Appending data to a dataframe but changing rows after certain # of columns
The above is my previous post, where I attempted to convert 1800 row x 1 column dataframe into 300 row x 6 column dataframe through:
i = 0
k = 2
j = 2
result = []
df = pd.DataFrame()
print(data.shape)
while j < data.shape[1]:
tstat, data_stat = ttest_ind_from_stats(data.loc[i][k], data.loc[i + 1][k], data.loc[i + 2][k], data.loc[i][j],
data.loc[i + 1][j], data.loc[i + 2][j])
result.append([data_stat])
#print(i, k, i, j)
#print(i + 1, k, i + 1, j)
#print(i + 2, k, i + 2, j)
j+=1
if j == data.shape[1]:
j = 2
i = i + 3
if i == data.shape[0]:
k = k + 1
i = 0
if k > data.shape[1]-1:
break
data_result = pd.DataFrame(result)
a = np.array(data_result)
b = a.reshape(int(data.shape[0]*2),6)
data_result_new = pd.DataFrame(b)
data_result_new.columns = ['col1','col2','col3','col4','col5','col6']
I would then would like to further split the dataframe into six chunks. I was thinking about using np split like:
c = np.array_split(b,6)
This line would be added right after b = a.reshape(int(data.shape[0]*2),6)

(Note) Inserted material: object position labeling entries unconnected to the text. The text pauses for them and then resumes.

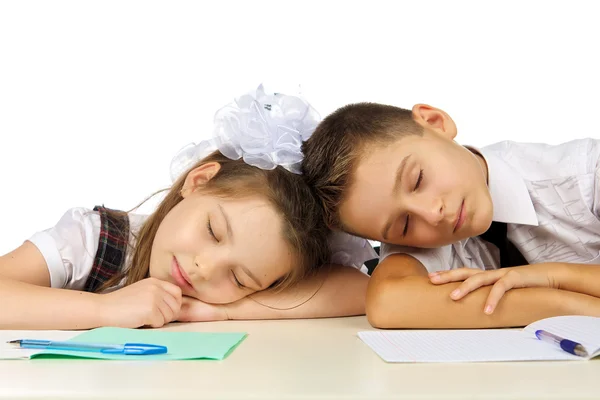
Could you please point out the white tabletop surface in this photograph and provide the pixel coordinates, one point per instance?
(294, 359)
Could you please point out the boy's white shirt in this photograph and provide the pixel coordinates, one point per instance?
(550, 197)
(70, 247)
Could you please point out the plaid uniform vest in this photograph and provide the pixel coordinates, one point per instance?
(112, 245)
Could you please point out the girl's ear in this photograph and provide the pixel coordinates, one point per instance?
(198, 177)
(434, 119)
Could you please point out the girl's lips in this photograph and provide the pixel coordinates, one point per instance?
(180, 276)
(461, 216)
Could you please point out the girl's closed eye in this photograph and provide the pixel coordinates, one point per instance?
(210, 230)
(237, 281)
(419, 180)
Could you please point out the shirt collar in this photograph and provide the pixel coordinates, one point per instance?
(510, 196)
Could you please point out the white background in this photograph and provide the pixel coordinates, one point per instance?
(96, 97)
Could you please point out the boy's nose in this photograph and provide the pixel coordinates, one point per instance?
(430, 210)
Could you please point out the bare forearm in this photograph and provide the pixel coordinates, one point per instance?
(26, 306)
(413, 302)
(333, 292)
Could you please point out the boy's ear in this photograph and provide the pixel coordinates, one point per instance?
(198, 177)
(434, 119)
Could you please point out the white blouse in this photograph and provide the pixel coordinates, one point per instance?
(549, 195)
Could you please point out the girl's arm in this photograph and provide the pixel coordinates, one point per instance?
(29, 302)
(400, 295)
(335, 291)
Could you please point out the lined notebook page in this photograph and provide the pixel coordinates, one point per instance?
(487, 345)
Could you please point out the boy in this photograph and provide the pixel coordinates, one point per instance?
(398, 176)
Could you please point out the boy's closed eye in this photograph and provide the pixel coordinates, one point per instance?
(416, 187)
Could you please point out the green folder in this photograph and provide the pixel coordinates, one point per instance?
(180, 345)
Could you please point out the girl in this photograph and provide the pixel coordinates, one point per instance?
(236, 222)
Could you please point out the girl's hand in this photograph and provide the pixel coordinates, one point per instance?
(149, 302)
(194, 310)
(536, 275)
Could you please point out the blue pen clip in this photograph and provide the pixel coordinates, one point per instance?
(136, 349)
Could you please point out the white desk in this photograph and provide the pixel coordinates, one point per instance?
(294, 360)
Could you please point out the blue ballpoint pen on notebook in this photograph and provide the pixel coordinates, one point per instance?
(567, 345)
(106, 348)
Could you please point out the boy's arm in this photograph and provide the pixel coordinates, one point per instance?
(400, 295)
(334, 291)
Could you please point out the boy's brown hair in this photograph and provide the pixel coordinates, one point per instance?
(332, 153)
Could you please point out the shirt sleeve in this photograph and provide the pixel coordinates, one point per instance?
(70, 247)
(439, 259)
(351, 251)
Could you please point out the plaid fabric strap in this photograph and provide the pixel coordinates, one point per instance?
(110, 257)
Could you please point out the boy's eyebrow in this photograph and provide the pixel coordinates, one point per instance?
(226, 217)
(399, 171)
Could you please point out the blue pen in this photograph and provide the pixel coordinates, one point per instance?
(127, 348)
(567, 345)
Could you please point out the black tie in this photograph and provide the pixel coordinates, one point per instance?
(510, 256)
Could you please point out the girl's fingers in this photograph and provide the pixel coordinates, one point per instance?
(502, 286)
(475, 282)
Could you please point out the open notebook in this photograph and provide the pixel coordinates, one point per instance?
(485, 345)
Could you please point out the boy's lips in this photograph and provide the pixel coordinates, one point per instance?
(460, 219)
(181, 278)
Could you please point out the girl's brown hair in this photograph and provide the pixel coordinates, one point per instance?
(303, 225)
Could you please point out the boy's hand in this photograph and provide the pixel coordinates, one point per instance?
(149, 302)
(194, 310)
(503, 280)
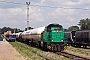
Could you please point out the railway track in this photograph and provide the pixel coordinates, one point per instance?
(73, 55)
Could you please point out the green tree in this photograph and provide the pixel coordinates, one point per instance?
(84, 24)
(73, 28)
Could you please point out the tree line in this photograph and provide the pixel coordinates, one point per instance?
(83, 24)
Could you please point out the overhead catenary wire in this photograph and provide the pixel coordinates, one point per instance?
(47, 6)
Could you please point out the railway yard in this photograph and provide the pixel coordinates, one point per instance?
(32, 53)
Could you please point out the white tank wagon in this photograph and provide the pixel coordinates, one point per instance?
(17, 35)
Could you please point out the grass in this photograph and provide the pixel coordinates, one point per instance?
(79, 50)
(31, 53)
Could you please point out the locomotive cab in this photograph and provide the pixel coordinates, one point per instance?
(53, 37)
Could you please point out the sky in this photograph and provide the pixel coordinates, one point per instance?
(13, 13)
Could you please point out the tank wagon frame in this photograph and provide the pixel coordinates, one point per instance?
(50, 37)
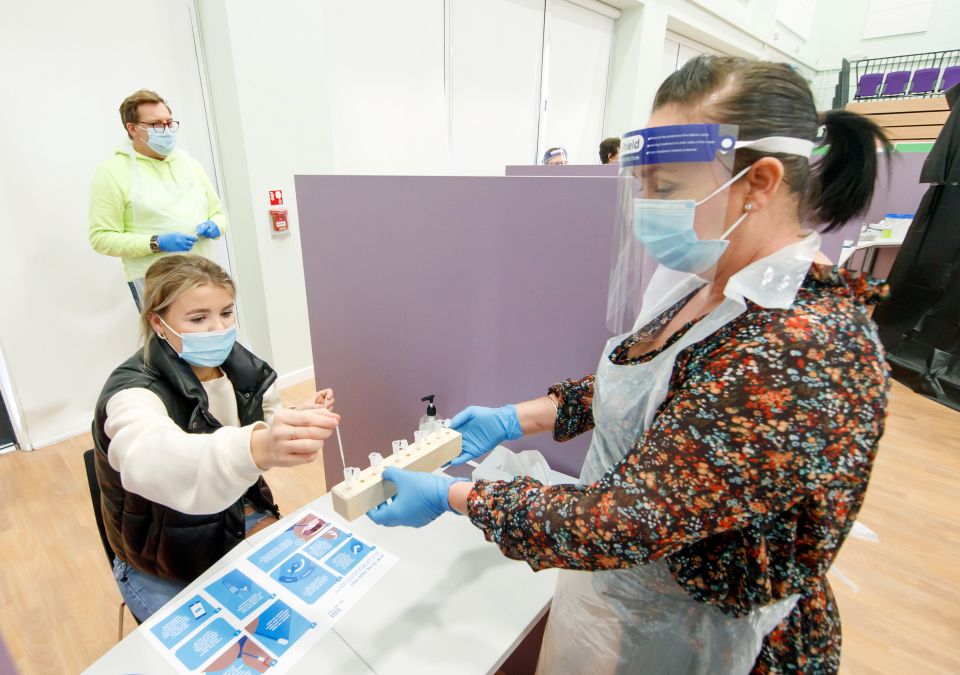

(I know the data_result_new
lines won't work if split is applied).
For example:
The starting data table would look like:
col1 col2 col3 col4 col5 col6
1 0.658 0.1067 0.777 0.459 0.3307
1 0.622 0.4178 0.3158 0.7674 0.7426
1 0.622 0.4178 0.3158 0.7674 0.7426
1 0.622 0.4178 0.3158 0.7674 0.7426
1 0.622 0.4178 0.3158 0.7674 0.7426
.
.
.
.
0.123 1 0.1222 0.111 0.123 0.1234
0.123 1 0.1222 0.111 0.123 0.1234
0.123 1 0.1222 0.111 0.123 0.1234
0.123 1 0.1222 0.111 0.123 0.1234
0.123 1 0.1222 0.111 0.123 0.1234
.
.
.
and so on (please note that the numbers are just random for this post, and for testing, you can use any floating numbers, these are essentially p-values). The rows are in groups of 50 rows and hence why I would like to separate the 300x6 df into 6 df of 50x6. Because of the data size, I wasn't able to insert all of it and had to express the table as above, but for the actual testing, you can probably generate random values with 300x6 shape df (not counting the headers).
what I want is:
[df1]
col1 col2 col3 col4 col5 col6
1 0.658 0.1067 0.777 0.459 0.3307
1 0.622 0.4178 0.3158 0.7674 0.7426
1 0.622 0.4178 0.3158 0.7674 0.7426
1 0.622 0.4178 0.3158 0.7674 0.7426
1 0.622 0.4178 0.3158 0.7674 0.7426
[df2]
col1 col2 col3 col4 col5 col6
0.123 1 0.1222 0.111 0.123 0.1234
0.123 1 0.1222 0.111 0.123 0.1234
0.123 1 0.1222 0.111 0.123 0.1234
0.123 1 0.1222 0.111 0.123 0.1234
0.123 1 0.1222 0.111 0.123 0.1234
and so on. I am not sure how I would iterate over each split from np.array_split
then save as separate dataframes. Any help or suggestions would be appreciated.